Automatic Compiler Optimizations and Multithreading

NonDairyNeutrino · July 22, 2024, 4:46am

I learned in my HPC class that for languages such as C/C++ and Fortran, invoking automatic compiler optimizations using the (gcc) -On flag could lead to unintended behaviors when compiling multithreaded programs; something along the lines of

The compiler will automatically optimize out a piece of code that would be unnecessary or sub-optimal for a single-threaded program, but necessary for multithreaded programs.

I really haven’t seen anything on the usage of Julia’s automatic compiler optimizations, but I’m curious how Julia’s JIT (or PackageCompiler.jl’s AOT) compilation process handles multithreaded programs compared to the others. If I didn’t know any better, I’d just assume it’s the same, but since Julia is created from the ground up with parallelism in mind, I assume it’s better tailored? Or are these things handled by the underlying LLVM and less customizable?

The only resources I could find is from the dev/JIT docs and this Discourse post from 2020.

Elrod · July 22, 2024, 11:37am

Maybe your course is saying that you need to use things like the volatile keyword in C/C++, which forces a variable to be loaded from memory every time it is read.
In all these languages, memory reads can often be optimized away. This is extremely desirable.

But, it could potentially break multithreaded code, e.g., you may have

julia> function foo(x, a)
          b = x[]
          c = a + b
          b == x[] ? a : 5c
       end
foo (generic function with 2 methods)

julia> @code_llvm debuginfo=:none foo(Ref(3), 5)

define i64 @julia_foo_426({}* noundef nonnull align 8 dereferenceable(8) %0, i64 signext %1) #0 {
top:
  ret i64 %1
}

This is a pretty fake example, but the idea is: the code looks like it considers the fact that x[] could be written to by another thread and thus the answer may change, however the code gets optimized into making that impossible. It turns into return a, because it assumes b == x[] is always true.

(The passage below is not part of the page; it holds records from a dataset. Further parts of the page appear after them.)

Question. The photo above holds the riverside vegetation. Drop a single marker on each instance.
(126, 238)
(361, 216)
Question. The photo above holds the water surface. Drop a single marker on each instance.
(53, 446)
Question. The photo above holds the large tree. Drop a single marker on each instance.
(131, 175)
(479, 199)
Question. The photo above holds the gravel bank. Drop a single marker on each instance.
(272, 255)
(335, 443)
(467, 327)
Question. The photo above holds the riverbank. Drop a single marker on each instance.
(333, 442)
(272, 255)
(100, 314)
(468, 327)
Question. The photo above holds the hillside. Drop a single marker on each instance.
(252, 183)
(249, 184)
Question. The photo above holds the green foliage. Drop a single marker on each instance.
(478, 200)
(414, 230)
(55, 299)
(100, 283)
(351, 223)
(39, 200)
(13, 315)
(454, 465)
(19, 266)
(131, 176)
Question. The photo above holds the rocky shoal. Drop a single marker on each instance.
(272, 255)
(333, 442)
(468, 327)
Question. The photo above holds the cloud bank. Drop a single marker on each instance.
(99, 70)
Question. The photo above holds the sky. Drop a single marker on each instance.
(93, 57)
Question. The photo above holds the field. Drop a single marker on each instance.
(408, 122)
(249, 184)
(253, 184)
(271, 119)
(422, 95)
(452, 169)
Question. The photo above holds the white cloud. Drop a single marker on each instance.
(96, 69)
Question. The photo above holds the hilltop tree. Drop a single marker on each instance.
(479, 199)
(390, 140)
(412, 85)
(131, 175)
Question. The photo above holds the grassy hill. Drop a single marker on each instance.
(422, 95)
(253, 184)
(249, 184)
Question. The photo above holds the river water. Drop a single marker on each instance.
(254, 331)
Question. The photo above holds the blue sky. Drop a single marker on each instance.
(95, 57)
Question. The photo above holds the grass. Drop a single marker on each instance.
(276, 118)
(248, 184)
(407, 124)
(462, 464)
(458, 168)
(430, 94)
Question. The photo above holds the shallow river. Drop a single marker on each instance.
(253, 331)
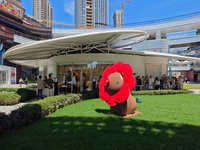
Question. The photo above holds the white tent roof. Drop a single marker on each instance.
(28, 54)
(69, 44)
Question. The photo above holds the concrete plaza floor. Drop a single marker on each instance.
(8, 109)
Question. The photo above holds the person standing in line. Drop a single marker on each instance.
(157, 83)
(144, 82)
(151, 83)
(26, 81)
(40, 86)
(20, 82)
(147, 83)
(45, 87)
(50, 85)
(74, 84)
(185, 79)
(165, 82)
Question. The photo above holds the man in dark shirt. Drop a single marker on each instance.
(50, 85)
(138, 83)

If you’re writing code like that, you need to use things like Threads.Atomic or Base.@atomic. Check the docstrings ? Base.@atomic for more info.

However, most of us write very little code like that.
You must have a very deliberate purpose if you’re having multiple threads read and write to the same memory, and must control this very carefully (with locks or atomics).

foobar_lv2 · July 22, 2024, 3:55pm

This is a true-ism even without compilers: Precise memory models of CPU architectures are complex and in flux.

Assembly / architectural machine code (e.g. “amd64 with the following extensions…”) are high-level languages on top of a proprietary incompletely documented micro-architecture which is itself incompletely stable (e.g. micro-code updates, or the recent retro-active spec change that made aligned 16 byte vector ops atomic on intel/amd – these happened to be atomic on all extant implementations, and are now guaranteed reliably atomic on all extant and future implementations).

But the general point is correct: The most common race-conditions are unconstrained UB in C++ and julia, and are somewhat constrained indeterminate behavior in e.g. JVM.

This is because julia chooses to emit by default non-atomic memory ops, instead of “unordered”.

Afaiu the main reason for that is C++: Non-clang is somewhat second-class citizen in llvm, and they use NotAtomic. Hence many optimizations needlessly fail with unordered, and it would be quite (unneccessarily) costly to use unordered instead of NotAtomic.

nsajko · July 22, 2024, 4:48pm

This is almost surely a misunderstanding or miscommunication.

NonDairyNeutrino · July 23, 2024, 5:47pm

Ah, I see. As my course was primarily focused on using C (not C++), atomics (as far as I know) weren’t considered and more focused on manually creating, using, and managing mutex locks.

So I guess it boils down to “unless you’re writing a potential data race, automatic compiler optimizations shouldn’t be a problem”?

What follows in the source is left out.